Calorimetric studies on the interaction of horse ferricytochrome c and yeast cytochrome c peroxidase.

Abstract

The binding of horse ferricytochrome c to yeast cytochrome c peroxidase at pH 6.0 in 8.7 mM phosphate buffer (0.0100 M ionic strength) is characterized by a small, unfavorable enthalpy change (+1.91 +/- 0.16 kcal mol-1) and a large, positive entropy change (+37 +/- 1 eu). The free energy of binding depends strongly upon ionic strength, increasing from -9.01 to -4.51 kcal mol-1 between 0.0100 and 0.200 M ionic strength.
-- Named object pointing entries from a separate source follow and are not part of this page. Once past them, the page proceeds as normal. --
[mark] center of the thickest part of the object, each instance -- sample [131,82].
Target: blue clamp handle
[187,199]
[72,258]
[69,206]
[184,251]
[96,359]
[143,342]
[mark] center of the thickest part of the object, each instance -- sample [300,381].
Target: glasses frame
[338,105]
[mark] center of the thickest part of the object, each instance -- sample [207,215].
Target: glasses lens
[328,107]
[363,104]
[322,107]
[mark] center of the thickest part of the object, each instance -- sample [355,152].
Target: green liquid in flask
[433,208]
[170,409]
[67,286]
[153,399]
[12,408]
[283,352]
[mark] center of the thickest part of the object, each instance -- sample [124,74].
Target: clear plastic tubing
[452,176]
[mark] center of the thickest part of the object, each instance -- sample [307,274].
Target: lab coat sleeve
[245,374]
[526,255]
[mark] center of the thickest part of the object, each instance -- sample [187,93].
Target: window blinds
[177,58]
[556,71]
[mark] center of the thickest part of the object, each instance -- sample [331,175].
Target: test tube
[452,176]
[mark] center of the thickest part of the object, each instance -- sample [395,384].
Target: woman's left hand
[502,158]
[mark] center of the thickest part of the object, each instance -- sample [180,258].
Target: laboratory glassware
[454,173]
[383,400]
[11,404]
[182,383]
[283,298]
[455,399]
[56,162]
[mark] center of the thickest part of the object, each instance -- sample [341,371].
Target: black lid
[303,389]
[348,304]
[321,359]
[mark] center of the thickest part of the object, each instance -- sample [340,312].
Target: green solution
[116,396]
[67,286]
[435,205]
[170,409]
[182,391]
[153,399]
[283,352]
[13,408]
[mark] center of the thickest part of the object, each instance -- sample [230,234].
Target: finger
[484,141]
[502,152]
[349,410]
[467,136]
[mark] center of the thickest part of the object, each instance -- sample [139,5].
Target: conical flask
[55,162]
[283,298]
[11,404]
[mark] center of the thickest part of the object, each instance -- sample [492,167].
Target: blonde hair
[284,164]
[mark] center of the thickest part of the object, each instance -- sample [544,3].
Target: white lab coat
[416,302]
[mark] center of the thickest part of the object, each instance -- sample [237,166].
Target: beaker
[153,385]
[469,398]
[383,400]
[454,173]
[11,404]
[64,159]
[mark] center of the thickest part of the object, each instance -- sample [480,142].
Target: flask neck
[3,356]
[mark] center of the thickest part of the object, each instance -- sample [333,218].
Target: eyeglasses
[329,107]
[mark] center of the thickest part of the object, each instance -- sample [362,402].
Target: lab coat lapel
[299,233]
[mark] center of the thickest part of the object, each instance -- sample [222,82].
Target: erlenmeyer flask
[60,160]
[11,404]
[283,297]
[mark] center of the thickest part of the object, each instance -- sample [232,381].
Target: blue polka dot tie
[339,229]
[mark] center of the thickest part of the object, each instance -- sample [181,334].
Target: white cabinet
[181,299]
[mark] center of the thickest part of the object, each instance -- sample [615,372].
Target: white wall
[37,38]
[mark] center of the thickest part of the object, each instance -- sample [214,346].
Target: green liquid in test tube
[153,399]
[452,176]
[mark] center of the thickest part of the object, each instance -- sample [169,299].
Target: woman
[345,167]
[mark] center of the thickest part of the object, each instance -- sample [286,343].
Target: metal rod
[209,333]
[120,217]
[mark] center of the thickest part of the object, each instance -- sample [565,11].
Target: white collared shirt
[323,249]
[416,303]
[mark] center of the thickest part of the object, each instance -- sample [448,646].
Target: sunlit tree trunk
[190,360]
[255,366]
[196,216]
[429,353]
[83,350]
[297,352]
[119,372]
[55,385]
The increase in free energy is due solely to the change in entropy over this ionic strength range, with the entropy change decreasing from 37 +/- 1 to 22 +/- 3 eu between 0.0100 and 0.200 M ionic strength. The observed enthalpy change remains constant over the same ionic strength range. At 0.0100 M ionic strength, complex formation is accompanied by the release of 0.54 +/- 0.11 proton, causing a variation in the observed enthalpy of reaction depending upon the buffer. After accounting for proton binding to the buffer, the corrected values for the enthalpy and entropy of binding are +2.84 +/- 0.26 kcal mol-1 and +21 +/- 3 eu, respectively. At 0.05 M ionic strength, the observed change in heat capacity, delta Cp, for the reaction between horse ferricytochrome c and cytochrome c peroxidase is essentially zero, 1.6 +/- 9.6 cal mol-1 K-1. The corrected delta Cp for binding is -28 +/- 10 cal mol-1 K-1 after accounting for proton binding to the buffer. No evidence for formation of a 2:1 horse ferricytochrome c/cytochrome c peroxidase complex was obtained in this study.